A Look at How Zoos Evolved Through the Years
Zoo visitors may not have noticed it but many zoo and aquarium environments today mimic species-specific surroundings so that animals will behave naturally. Although animal care in zoos have evolved over the past 50 years, zoo and aquarium operators now follow a new standard of providing ‘animal welfare, which denotes a deeper understanding of caring for animals.
Throughout the intervening years, the community professionals behind the management of zoos and aquariums have fundamentally changed the way how the zoo industry should care for animals.
Up to the 1980s, the zoos in most major U.S. city had animals from around the world boxed up in rows of bare concrete structures, secured by jailhouse-style bars. Although most animals seem to be in healthy physical condition, it was noticeable that they were aware that they were living life in captivity. The animals were either staring blankly or acting restlessly, listlessly pacing the four corners of their cages.
The Animal Conservation Message
Early zoos were simply places where aristocrats of the Victorian rts can keep their collection of exotic animals to be shown as private exhibits. Yet the administrators and caretakers had no proper training in keeping the animals alive, let alone take good care of them.
It was only in the first half of the 20th century when zoos became public, under the supervision of administrators who focused on conditions that will keep the animals in good physical health. The changes though included zoo designs that resembled bathroom spaces, as the tiled surfaces made it easier to steam-sterilize the animal confinements.

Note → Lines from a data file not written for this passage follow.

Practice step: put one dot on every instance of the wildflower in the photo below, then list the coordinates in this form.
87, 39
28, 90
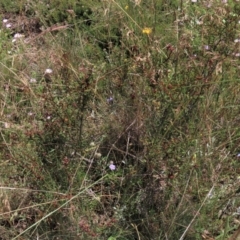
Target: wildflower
147, 31
206, 47
236, 54
110, 100
97, 155
112, 166
18, 35
48, 71
32, 80
9, 25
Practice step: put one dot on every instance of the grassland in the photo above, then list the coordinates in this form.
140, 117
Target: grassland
119, 120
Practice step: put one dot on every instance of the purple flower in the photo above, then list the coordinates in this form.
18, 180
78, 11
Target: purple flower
112, 166
206, 47
110, 100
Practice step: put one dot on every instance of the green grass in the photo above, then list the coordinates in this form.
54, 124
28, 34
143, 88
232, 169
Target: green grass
171, 128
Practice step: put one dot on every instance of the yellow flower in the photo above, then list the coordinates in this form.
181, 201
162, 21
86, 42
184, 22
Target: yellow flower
147, 31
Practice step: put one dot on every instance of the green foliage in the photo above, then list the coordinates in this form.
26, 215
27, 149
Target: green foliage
151, 88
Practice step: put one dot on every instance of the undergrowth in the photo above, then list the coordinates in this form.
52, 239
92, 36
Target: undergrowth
119, 120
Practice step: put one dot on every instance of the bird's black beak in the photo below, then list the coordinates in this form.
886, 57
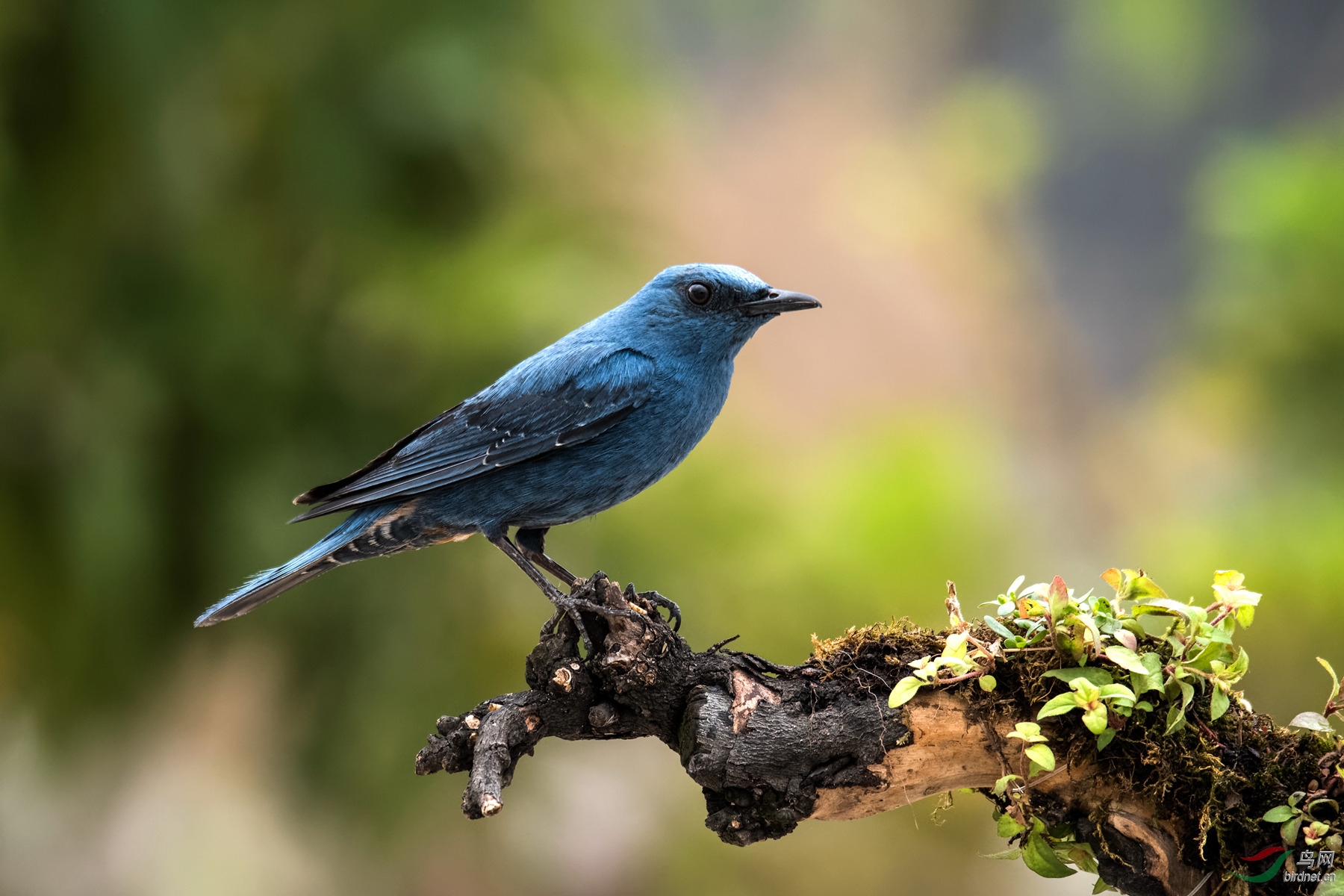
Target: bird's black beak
780, 301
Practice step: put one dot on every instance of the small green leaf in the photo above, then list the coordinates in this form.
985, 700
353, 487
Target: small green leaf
1127, 659
1152, 676
1335, 682
905, 689
1095, 675
1218, 704
1117, 692
1095, 721
1058, 706
1042, 755
1312, 722
1042, 859
1008, 828
1058, 600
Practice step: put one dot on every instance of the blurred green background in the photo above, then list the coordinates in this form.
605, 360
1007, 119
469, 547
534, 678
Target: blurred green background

Still, the past 50 years saw the establishment of conservation and educational institutions that gave attention to the rights of animals taken away from their natural habitats and forced to live among humans. Their messages of conservation made it important to improve zoo designs with landscape features.
Displaying animals in settings that resemble their natural environments not only enable visitors to have a better image of the species. It also allows the animals to live and behave more naturally even while living under human supervision.
The Establishment of Standards and Recognition of Best Practices in Zoo Animal Care
As the calls for better animal care were stronger, the Association of Zoos and Aquariums (AZA) became instrumental in upgrading the standards in animal care to the more meaningful, animal welfare. Through AZA accreditation, maintaining the best practices is an achievement that merits the highest level of professional recognition conferred to accredited North American zoos and aquariums.
An AZA accreditation serves as proof of sound business operation backed by activities in conservation, education, and research, whilst providing quality life for animals under zoo care.